A recent Danish study published in The New England Journal of Medicine suggested that Fish oil consumption during pregnancy may significantly decrease the risk of persistent wheezing and asthma in the children by the age of 3.
In this large randomized, double-blinded study, 736 pregnant women between 22-26 weeks of gestation were assigned to either:

  • 2.4g of fish oil (omega 3 given in the form of EPA and DHA).
  • 2.4g of olive oil (containing omega 9 and omega 6).

The supplementation was taken daily and until 1 week after the delivery.
A total of 695 children were followed up until 5 years old.
Interestingly, children whose mother took fish oil during the last trimester of pregnancy were less likely to develop asthma or wheezing (16.9%) as compared to children whose mothers were on olive oil intake (23.7%).
This difference of 7% corresponds to a relative risk reduction of about 31% over a 3-year period.
The study also showed that the difference in asthma occurrence is accentuated in women with initially low EPA and DHA levels (before any omega 3 intake).
Indeed, if we only consider women deficient for omega 3 (low EPA and DHA levels), only 17.5% of children whose mother were supplemented with fish oil, developed asthma when compared to 34.1% of children whose mothers were on olive oil.
Interestingly, genotype studies have shown an association between low levels of EPA and DHA and a maternal variation in the genes encoding the fatty acid desaturase (FADS), an enzyme involved in the fatty acid metabolism leading to EPA and DHA synthesis. The minor allele (G) was associated with lower levels of EPA and DHA before the omega 3 intervention.
Lastly, the benefit of omega 3 supplementations was also seen in children of mother on fish oil who have a reduced risk of developing lower respiratory tract infection (-7%).

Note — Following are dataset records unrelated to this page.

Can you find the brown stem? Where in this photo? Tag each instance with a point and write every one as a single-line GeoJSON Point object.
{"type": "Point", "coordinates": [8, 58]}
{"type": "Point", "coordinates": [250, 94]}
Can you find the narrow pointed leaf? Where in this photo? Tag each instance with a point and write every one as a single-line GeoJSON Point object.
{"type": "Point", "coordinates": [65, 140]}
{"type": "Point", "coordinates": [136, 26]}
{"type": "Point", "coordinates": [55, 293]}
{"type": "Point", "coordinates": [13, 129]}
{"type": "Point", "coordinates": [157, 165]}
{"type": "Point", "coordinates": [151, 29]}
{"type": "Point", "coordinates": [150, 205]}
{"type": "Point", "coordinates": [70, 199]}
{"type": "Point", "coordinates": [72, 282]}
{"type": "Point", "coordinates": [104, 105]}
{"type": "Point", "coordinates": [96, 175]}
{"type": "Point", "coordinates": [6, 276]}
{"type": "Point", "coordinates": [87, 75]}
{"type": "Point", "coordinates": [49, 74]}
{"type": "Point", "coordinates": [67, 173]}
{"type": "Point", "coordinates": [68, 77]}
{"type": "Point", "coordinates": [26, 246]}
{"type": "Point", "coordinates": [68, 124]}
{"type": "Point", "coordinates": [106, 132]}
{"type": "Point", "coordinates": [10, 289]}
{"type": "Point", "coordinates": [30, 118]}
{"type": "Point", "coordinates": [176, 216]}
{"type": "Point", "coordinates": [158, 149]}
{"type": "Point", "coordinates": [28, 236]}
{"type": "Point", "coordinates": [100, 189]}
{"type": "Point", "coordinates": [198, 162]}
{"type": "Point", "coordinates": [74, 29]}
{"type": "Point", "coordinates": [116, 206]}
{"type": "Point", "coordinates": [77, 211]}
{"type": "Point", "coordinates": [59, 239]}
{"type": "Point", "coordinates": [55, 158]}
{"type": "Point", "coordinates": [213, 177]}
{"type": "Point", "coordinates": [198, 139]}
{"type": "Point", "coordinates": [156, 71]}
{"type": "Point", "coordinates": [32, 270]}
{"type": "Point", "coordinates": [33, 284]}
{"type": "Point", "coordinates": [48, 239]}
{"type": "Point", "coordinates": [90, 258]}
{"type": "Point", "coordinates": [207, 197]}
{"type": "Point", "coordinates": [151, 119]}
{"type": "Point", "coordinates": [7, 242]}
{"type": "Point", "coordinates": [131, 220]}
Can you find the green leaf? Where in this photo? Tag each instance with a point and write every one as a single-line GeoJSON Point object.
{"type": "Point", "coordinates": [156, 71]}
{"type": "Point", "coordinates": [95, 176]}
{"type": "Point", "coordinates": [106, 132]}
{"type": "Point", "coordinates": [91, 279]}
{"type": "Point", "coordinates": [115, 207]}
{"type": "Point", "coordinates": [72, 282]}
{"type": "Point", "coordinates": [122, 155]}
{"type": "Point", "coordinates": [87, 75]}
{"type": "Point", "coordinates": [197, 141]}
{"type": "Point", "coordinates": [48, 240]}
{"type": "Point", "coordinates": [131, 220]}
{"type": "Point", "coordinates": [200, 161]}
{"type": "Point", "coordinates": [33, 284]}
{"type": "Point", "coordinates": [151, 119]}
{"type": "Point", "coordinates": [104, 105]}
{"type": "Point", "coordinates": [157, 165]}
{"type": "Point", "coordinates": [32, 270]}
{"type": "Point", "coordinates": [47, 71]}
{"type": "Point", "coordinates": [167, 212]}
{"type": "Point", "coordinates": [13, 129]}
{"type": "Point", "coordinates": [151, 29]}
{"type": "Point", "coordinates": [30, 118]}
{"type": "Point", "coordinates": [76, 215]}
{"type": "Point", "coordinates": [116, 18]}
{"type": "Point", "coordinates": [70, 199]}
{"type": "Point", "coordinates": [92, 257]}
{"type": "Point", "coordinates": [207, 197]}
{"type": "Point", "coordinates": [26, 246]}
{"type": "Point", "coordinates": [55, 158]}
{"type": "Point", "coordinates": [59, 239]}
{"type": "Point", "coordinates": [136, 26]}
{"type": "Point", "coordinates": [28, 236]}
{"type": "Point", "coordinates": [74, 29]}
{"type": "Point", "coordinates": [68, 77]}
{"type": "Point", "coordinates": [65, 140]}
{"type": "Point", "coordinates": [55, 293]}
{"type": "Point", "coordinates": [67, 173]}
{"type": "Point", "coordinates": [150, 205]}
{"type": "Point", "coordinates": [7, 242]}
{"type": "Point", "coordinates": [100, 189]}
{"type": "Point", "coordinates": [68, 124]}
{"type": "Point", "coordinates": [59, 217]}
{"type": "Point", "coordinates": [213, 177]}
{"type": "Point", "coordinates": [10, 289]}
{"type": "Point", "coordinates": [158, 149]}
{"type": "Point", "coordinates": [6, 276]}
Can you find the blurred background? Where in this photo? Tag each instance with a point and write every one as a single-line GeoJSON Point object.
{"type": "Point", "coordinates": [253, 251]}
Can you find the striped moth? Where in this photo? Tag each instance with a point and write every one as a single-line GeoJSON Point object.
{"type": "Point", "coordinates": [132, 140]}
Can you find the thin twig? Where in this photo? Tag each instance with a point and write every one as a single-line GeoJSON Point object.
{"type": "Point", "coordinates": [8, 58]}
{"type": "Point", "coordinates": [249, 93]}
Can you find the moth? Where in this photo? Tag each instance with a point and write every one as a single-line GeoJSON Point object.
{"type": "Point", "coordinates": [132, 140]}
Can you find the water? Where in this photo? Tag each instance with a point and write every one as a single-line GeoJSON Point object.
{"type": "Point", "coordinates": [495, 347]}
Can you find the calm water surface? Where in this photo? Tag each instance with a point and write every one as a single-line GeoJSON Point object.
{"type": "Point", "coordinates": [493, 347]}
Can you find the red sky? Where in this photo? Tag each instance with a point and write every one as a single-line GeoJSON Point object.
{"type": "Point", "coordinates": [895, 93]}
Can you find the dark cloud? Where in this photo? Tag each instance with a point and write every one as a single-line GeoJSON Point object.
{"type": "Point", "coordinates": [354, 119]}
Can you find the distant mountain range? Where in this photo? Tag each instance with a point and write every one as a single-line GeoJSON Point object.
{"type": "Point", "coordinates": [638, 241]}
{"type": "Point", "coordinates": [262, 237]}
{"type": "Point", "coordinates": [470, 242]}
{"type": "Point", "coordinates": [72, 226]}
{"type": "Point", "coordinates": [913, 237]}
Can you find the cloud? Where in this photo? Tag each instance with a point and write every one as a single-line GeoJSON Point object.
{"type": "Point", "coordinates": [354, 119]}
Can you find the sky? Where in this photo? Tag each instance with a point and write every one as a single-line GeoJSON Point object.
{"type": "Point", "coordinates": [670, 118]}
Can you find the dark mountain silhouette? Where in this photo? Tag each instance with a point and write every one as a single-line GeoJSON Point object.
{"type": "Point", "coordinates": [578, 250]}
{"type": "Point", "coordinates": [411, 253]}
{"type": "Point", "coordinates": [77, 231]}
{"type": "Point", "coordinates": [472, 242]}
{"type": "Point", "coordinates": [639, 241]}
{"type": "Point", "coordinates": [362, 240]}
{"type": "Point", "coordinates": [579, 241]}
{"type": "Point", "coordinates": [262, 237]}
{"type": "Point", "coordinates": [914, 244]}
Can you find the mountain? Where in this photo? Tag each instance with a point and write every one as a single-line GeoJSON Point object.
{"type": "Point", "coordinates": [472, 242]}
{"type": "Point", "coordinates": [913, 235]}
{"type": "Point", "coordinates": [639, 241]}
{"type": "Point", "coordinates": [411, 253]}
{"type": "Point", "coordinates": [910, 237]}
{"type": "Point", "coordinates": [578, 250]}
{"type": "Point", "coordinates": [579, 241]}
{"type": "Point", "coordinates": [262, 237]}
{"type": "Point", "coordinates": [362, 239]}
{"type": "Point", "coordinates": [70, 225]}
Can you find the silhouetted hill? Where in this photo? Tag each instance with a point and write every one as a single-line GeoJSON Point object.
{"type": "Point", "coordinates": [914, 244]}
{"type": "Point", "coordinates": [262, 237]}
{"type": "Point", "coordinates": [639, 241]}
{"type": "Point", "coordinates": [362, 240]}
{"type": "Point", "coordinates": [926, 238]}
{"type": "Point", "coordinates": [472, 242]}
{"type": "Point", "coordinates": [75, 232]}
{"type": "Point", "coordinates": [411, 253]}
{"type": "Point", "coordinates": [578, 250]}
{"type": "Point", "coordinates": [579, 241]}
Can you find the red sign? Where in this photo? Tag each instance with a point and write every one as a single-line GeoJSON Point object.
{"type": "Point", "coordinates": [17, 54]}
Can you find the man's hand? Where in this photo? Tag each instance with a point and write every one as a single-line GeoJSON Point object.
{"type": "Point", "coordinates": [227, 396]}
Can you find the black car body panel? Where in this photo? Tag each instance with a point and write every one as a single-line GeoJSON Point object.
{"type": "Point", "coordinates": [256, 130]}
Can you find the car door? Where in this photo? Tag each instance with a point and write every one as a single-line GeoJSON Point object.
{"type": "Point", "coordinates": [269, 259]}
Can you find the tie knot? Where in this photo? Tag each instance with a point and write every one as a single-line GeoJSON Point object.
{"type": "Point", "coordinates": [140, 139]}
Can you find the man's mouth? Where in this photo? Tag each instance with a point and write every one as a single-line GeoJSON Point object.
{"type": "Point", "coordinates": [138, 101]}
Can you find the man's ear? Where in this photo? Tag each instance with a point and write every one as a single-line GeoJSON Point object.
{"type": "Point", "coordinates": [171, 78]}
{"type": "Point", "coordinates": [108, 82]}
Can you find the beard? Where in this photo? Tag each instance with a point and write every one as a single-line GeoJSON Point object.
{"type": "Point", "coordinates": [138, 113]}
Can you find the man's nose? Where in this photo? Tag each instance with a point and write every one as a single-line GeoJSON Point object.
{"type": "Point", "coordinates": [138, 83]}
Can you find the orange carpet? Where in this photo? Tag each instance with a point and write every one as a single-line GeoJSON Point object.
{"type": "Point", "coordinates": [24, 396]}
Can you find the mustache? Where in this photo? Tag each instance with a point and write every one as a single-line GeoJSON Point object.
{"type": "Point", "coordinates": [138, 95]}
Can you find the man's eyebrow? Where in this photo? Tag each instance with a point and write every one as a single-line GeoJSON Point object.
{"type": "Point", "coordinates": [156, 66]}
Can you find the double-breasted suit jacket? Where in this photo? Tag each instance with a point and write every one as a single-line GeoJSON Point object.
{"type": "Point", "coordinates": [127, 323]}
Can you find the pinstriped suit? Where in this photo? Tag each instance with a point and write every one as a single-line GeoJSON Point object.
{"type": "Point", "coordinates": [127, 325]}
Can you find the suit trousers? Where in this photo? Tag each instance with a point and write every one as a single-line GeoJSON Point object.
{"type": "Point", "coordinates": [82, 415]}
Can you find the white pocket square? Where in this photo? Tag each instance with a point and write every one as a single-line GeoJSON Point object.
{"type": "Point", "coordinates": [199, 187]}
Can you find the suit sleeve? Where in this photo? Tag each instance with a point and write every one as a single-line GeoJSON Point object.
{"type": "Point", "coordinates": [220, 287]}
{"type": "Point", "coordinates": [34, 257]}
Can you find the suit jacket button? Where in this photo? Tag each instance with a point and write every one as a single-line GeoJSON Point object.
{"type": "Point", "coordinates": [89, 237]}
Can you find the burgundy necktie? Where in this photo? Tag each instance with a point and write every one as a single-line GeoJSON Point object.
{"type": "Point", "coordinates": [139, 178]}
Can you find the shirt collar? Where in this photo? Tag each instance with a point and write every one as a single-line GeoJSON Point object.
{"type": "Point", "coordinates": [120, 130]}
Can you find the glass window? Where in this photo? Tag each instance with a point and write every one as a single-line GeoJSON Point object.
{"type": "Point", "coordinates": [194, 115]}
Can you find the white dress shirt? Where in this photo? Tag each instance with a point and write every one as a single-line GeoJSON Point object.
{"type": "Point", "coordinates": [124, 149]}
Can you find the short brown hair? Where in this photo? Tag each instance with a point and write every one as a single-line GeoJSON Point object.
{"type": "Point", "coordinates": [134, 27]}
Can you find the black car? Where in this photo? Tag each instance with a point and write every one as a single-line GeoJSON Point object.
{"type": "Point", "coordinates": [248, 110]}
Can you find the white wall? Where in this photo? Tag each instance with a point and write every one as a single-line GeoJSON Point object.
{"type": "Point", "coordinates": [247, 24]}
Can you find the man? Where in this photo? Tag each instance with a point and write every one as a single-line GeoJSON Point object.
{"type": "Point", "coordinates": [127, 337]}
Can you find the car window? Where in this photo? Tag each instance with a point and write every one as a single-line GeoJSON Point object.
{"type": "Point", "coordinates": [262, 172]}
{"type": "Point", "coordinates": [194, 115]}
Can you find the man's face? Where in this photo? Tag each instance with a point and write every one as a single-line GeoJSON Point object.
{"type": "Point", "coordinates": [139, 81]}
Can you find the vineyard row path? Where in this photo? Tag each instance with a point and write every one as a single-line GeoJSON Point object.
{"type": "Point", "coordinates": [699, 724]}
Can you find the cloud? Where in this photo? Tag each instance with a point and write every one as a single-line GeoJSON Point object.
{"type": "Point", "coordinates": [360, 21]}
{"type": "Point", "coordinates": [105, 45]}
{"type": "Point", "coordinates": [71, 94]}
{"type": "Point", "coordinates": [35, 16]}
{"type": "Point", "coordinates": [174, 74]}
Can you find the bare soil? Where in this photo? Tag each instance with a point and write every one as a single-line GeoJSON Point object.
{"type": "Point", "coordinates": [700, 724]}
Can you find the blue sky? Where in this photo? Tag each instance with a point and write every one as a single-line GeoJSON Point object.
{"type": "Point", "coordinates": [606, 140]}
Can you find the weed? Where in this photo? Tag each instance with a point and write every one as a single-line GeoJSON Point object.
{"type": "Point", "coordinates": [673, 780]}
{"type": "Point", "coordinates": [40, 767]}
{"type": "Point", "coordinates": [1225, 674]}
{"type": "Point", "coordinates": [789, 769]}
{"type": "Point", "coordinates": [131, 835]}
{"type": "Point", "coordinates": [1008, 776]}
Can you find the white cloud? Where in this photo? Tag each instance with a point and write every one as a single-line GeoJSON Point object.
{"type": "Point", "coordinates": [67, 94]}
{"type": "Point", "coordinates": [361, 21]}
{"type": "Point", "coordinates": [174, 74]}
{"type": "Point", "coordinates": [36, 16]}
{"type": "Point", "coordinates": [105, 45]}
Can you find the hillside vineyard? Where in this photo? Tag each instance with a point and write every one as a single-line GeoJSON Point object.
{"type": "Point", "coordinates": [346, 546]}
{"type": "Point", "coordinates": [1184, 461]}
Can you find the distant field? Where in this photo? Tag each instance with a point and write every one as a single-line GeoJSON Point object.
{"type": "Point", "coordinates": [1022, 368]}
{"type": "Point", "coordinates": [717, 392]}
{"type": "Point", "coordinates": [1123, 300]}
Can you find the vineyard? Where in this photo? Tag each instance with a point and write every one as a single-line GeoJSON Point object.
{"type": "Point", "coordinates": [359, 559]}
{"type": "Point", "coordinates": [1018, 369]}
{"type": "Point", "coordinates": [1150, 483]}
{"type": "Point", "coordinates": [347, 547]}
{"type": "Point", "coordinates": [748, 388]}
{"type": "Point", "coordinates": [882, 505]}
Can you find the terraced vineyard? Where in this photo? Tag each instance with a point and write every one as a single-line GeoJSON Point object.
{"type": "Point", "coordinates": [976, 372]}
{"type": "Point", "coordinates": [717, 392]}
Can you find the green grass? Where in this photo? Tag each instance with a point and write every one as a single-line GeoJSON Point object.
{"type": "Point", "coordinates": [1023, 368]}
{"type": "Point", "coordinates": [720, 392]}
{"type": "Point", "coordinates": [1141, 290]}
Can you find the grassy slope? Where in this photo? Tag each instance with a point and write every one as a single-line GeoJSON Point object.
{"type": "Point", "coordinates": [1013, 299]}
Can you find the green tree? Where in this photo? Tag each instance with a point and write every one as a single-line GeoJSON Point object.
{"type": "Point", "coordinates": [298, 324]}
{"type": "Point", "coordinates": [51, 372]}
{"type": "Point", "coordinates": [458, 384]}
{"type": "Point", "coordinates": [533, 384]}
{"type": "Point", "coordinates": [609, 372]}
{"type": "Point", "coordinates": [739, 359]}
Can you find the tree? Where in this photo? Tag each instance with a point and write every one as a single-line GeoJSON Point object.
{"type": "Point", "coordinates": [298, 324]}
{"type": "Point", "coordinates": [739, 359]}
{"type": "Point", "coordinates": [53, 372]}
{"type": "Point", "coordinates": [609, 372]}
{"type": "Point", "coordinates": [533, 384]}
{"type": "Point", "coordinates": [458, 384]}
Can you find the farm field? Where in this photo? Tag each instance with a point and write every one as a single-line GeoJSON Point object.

Other work has shown the benefit of omega 3 supplementations on children at high risk for developing asthma and wheezing (3). The study included 376 children who were placed on a daily intake of 500 mg of Fish oil from birth until 18 months (either by the breastfeeding mother or directly added to the infant formula) and showed that at 18 months, children with higher blood levels of omega 3 were less likely to use a bronchodilator or experience wheezing, coughing as compared to children in the control group (no dietary intervention).
Nevertheless, the prevalence for asthma was similar among the two groups.
Although beneficial, the intervention was only able to minimize symptoms associated with asthma without lowering its incidence. This result was also confirmed in another large study (4).

This highlights the fact that asthma may have been already established at birth (although the symptoms may not be present at the time) and the timing of intervention was too late to prevent its occurrence.

Altogether, these studies showed the key role of a balanced diet during pregnancy and the early life of an infant, with sufficient levels of omega 3 to support fetal and child’s health. This study confirms that no obstetrical risks were associated with omega 3 supplement during pregnancy.

We are now, at Braverman Reproductive Immunology, systematically screening all our patients for their fatty acid profile to detect women with insufficient EPA and DHA levels and recommend supplementation accordingly to restore adequate omega 3 levels that play a crucial role in minimizing your inflammation and support your child’s development during pregnancy.